Nun fly with me
Canadian quartet’s second album polishes their ‘spiritually antipodean’ pop-super-smarts. By Keith Cameron.
Kiwi Jr ★★★★ Cooler Returns SUB POP. CD/DL/LP
ONE CHALLENGE facing Kiwi Jr as they embarked upon the successor to 2020’s Football Money was how to finesse that debut album’s groovy rock and drollery without losing the ramshackle charm. Years in the making, it came unburdened by preconception, casually dropping four-to-the-floor LOLs like Gimme More, wherein singer-guitarist Jeremy Gaudet drawled, “Gimme more Star Wars/Gimme open barre chords”, like Jonathan Richman fronting The Cars on a lost Postcard 45. Smart work guys – but can you do that again while people are watching?
The 125-second entirety of opening track Tyler confirms that Football Money was no fluke. It also straightaway dips deeper than before into a plangent Kinksian pool, with well-turned lyrical knots (“You work for Microsoft/I scrape the wallpaper off in the new guest bedroom”) amping the bittersweet aspect of this band’s ostensibly larkish scheme.

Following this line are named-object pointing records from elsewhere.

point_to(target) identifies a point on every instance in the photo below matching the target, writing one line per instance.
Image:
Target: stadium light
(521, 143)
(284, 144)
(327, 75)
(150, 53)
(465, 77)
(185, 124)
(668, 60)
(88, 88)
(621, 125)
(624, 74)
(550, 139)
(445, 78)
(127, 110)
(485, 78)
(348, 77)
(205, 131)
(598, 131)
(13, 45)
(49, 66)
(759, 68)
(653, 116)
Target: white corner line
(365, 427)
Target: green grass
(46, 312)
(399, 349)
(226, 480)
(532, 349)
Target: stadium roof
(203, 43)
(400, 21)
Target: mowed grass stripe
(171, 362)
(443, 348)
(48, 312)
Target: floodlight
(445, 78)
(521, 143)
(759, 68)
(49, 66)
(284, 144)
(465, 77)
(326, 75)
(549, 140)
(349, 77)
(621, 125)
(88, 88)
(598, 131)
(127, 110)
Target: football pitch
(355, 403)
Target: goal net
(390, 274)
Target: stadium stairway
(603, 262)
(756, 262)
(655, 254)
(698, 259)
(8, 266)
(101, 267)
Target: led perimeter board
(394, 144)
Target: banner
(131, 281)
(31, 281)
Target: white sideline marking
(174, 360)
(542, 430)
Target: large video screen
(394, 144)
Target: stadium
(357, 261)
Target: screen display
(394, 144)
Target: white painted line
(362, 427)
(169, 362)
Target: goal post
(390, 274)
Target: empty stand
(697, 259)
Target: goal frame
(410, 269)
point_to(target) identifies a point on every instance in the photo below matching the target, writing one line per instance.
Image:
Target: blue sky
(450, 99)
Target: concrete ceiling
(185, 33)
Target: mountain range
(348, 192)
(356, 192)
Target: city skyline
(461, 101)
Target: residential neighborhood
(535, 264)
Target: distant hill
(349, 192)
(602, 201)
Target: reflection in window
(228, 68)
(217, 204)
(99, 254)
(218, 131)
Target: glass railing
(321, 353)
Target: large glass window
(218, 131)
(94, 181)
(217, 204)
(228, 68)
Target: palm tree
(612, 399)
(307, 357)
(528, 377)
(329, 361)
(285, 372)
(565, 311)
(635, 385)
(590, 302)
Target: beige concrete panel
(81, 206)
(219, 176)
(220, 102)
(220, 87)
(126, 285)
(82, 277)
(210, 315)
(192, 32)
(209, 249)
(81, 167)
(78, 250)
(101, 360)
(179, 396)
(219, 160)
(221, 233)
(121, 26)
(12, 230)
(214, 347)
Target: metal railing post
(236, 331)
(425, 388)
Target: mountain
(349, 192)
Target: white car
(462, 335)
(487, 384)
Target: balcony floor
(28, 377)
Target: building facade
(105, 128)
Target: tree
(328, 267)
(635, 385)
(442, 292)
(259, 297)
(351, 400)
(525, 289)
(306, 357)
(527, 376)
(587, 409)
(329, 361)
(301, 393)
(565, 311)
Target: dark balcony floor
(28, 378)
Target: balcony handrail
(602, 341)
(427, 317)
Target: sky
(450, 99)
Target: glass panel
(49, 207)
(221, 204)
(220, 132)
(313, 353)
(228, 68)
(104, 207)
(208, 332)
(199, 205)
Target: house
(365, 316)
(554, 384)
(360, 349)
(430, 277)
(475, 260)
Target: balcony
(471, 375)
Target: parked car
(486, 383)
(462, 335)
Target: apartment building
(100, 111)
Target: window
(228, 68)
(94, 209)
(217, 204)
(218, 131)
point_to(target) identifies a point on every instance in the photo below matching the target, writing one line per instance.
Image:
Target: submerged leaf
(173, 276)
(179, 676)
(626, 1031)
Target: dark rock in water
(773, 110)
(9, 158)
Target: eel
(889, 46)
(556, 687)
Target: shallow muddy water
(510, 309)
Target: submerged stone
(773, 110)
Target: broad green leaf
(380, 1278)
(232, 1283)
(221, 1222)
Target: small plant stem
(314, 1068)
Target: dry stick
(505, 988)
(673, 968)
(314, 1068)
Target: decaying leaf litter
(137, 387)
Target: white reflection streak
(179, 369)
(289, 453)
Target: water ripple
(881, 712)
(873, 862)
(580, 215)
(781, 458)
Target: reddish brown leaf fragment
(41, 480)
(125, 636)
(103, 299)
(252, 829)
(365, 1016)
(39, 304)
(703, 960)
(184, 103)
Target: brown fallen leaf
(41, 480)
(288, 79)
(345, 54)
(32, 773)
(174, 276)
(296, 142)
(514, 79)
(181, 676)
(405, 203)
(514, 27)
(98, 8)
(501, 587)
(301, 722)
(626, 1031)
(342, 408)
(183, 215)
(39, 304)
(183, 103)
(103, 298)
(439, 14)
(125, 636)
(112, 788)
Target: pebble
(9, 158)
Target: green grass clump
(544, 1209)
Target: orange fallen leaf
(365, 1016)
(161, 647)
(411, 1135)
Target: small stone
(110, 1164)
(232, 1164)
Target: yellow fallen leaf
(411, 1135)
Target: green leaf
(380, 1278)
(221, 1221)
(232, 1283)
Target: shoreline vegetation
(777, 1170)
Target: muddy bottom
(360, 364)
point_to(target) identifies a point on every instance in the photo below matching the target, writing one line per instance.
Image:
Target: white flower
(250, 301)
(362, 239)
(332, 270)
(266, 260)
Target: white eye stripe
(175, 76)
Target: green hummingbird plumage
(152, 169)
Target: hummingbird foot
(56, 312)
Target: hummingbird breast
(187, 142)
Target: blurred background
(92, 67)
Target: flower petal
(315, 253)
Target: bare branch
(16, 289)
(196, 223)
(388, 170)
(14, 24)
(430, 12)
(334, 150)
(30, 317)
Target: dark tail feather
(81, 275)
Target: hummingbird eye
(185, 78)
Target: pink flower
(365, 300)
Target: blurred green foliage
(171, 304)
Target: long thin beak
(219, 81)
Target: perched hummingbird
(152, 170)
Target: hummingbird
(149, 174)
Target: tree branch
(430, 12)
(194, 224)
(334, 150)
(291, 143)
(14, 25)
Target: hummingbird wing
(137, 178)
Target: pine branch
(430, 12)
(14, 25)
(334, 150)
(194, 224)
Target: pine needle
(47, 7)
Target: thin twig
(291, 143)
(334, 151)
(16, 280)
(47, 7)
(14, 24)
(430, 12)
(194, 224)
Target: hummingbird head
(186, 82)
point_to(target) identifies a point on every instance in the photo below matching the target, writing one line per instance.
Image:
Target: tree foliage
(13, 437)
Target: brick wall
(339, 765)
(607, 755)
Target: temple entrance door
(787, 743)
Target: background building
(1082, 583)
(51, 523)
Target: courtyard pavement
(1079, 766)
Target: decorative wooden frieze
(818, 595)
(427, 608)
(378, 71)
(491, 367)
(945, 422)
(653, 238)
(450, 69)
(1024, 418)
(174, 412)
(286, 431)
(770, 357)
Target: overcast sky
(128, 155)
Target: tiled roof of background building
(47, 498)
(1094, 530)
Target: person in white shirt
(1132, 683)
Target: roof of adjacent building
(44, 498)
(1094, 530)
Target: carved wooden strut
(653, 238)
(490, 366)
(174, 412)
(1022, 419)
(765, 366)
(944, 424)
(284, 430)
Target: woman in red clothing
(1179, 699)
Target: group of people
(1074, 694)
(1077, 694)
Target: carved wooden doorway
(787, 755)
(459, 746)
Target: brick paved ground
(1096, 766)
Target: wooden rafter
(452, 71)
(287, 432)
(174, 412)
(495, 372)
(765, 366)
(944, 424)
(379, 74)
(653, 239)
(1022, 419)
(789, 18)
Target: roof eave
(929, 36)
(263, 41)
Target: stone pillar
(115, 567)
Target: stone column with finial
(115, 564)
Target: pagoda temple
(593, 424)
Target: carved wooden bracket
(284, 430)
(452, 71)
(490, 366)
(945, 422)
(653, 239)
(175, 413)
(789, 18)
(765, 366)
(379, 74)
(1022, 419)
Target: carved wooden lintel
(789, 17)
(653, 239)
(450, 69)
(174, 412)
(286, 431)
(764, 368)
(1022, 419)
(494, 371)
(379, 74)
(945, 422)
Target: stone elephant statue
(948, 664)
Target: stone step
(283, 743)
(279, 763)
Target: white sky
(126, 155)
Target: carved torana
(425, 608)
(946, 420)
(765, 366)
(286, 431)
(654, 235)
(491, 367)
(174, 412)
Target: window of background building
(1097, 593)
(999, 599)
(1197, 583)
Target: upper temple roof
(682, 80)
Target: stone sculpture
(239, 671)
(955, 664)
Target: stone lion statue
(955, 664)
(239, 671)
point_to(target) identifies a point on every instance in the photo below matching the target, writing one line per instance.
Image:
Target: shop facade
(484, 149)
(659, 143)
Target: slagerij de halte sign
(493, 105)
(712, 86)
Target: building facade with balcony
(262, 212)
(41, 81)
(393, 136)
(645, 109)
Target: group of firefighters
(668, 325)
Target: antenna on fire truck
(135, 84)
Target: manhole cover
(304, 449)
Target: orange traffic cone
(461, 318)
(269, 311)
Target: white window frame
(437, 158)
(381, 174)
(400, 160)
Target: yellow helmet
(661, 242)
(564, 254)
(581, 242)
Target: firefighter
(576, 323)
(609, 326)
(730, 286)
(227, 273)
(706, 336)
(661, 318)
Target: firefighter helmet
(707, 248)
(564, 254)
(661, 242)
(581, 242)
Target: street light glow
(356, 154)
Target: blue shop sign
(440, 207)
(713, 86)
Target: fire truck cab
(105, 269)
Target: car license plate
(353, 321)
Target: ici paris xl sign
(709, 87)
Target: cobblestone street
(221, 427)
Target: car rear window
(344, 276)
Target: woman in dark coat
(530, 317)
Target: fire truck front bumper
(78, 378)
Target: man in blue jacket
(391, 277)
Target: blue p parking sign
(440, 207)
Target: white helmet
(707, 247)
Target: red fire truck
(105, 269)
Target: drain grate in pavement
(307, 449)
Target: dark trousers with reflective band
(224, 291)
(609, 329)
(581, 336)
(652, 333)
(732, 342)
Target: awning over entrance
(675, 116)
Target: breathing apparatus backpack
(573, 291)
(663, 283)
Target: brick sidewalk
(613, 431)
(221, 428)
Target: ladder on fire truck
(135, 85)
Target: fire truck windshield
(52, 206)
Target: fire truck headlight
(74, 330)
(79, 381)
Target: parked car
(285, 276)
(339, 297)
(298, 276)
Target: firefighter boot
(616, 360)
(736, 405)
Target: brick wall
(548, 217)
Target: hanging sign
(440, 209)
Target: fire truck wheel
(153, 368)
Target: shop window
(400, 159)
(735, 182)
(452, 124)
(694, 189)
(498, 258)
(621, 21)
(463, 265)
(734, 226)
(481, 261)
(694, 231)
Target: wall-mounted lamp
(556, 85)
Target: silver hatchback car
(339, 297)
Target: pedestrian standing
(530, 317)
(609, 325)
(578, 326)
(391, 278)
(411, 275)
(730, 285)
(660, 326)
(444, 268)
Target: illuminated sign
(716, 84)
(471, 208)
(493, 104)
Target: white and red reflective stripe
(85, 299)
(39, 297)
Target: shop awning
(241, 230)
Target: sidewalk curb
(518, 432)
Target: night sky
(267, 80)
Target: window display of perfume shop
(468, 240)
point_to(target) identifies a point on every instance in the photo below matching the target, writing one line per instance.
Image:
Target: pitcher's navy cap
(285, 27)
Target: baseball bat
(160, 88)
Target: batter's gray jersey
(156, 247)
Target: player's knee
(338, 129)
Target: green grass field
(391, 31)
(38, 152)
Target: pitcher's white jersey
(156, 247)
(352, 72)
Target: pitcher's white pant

Now based in Toronto, Kiwi Jr originally hail from Prince Edward Island’s Charlottetown, and the pangs of relocation from small provincial city to metropolis still colour their songs, especially when a newly extended palette makes room for mournful harmonica. The R.E.M. melancholic Only Here For
A Haircut has Gaudet’s mind navigating “From the QEH to the QEW”, presumably meaning Charlottetown’s main hospital and the Queen Elizabeth Highway out of Toronto that leads eventually to the USA. Undecided Voters’ taut Wire-ish hustle notes its protagonist taking photos of Toronto’s world famous CN Tower and locally renowned Honest Ed’s department store sign, then takes a transatlantic leap to Glasgow’s fire-stricken art school. Maid Marian’s Toast, meanwhile, is a Modern Lovers-sugary farewell to a worker at “Kiwana’s canteen” – a near namesake of a Charlottetown dairy bar.
As their name wryly acknowledges, Kiwi Jr believe disclosure is the best policy in matters of artistic inspiration. No band coyly indebted to Pavement would so often reference sport – specifically Stephen Malkmus’s personal favourite tennis – while their absorption in ’80s NZ garage bubblegum now extends from the joyously scuzzy likes of The Clean (laconic VU-motorik Dodger) and 3Ds (the carnivalesque fairground organ and ostinato riff of Domino) to find its full bloom on Nashville Wedding, the album’s peak meringue: a miniconcerto of romantic mishap (“I wanna hold the minister’s hand/Strangle the jangle-pop band”) with baroque notes of The Chills fusing Maggie May and I Think We’re Alone Now.
In lesser hands, their fervent referential scree could trip over its own eloquence. But sustaining momentum near-faultlessly across 13 songs and 37 minutes, Cooler Returns proves Kiwi Jr have the skills to match their smarts. As Jeremy Gaudet yelps on the title track, “I am not American, but I feel the beat sometimes”. It’s infectious, for sure.